As suggested by the challenge, we also utilized the Average Recall (AR) evaluation protocol [6]; AR was calculated from the ROC curve over 9 evenly sampled points in log space between 10−2 and 100 false positives per image and suitable for summarizing the detection performance at lower false positive rates [6]. Figure 13 shows the ROC curve of our methods on the L1 and L2 datasets. From the figure, it is clear that the area under the curve of our method (black curve) ranks higher than other published results. Table 4 shows the AR results of our method and other participators’ methods. Our method achieved 82.8% and 66.5% AR value on the L1 and L2 dataset, respectively, which are higher than all the other published results.

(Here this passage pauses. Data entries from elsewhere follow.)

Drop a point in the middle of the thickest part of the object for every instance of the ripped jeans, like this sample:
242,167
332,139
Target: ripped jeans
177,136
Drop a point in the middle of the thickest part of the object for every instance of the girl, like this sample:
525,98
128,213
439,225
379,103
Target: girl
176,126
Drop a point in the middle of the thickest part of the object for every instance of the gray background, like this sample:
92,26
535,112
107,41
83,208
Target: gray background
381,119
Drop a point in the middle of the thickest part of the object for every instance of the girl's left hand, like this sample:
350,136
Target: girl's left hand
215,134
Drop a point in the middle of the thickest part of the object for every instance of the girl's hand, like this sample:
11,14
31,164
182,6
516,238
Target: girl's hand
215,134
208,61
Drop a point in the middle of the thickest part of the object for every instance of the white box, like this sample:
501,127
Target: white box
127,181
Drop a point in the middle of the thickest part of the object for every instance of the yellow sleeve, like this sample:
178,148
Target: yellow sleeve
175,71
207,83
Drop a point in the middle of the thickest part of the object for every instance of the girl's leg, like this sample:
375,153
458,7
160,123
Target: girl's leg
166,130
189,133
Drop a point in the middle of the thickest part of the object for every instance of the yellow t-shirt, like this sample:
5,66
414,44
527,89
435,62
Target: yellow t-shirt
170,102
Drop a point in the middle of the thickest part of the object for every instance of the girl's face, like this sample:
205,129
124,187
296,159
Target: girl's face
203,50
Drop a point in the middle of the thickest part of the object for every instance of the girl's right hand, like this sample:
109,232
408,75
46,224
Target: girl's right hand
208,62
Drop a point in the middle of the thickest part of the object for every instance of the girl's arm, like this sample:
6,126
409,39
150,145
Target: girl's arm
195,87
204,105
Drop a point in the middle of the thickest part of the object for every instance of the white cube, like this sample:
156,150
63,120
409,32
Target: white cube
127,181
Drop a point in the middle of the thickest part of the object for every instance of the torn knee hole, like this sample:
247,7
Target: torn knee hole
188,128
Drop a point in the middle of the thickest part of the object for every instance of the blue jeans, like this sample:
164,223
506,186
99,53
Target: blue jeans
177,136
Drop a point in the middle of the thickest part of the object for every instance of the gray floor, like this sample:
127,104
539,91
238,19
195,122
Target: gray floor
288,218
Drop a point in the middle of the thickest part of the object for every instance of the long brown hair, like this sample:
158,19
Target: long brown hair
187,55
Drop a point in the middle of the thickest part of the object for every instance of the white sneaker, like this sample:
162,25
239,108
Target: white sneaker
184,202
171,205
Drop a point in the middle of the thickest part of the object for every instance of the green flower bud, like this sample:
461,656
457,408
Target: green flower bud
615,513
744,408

Figure 14 shows some of the correctly detected examples. Even with different types of variations including occlusions and rescale, our proposed approach can correctly detect hands in most of the situations. Some unsuccessful examples are shown in Figure 15. Occasionally, certain kinds of cloth or part of the body such as an arm or face might be mistaken as hands. As we discussed at the end of Section 4.1, this difficult task will be our next step in working towards developing a highly reliable hand detection system that is applicable in the real world.

5. Conclusion

This paper presented a Multiscale Fast R-CNN approach to accurately detect human hands in unconstrained images. By fusing multilevel convolutional features, our CNN model is able to achieve better results than the conventional VGG16 model. This method is especially efficient for small hand objects which are often hard to detect with conventional CNN models. Our methods have been validated on two benchmark datasets: the Oxford Hand Detection Dataset and the VIVA Hand Detection Challenge. On the Oxford dataset, we achieved state-of-the-art results with an improvement in performance by a significant margin; for the VIVA Hand Detection Challenge, our results have good performance as listed in the official website. Future work includes the fusion of contextual information to realize reliable hand detection, particularly for the environment inside a vehicle.

Conflicts of Interest

The authors declare that there are no conflicts of interest regarding the publication of this paper.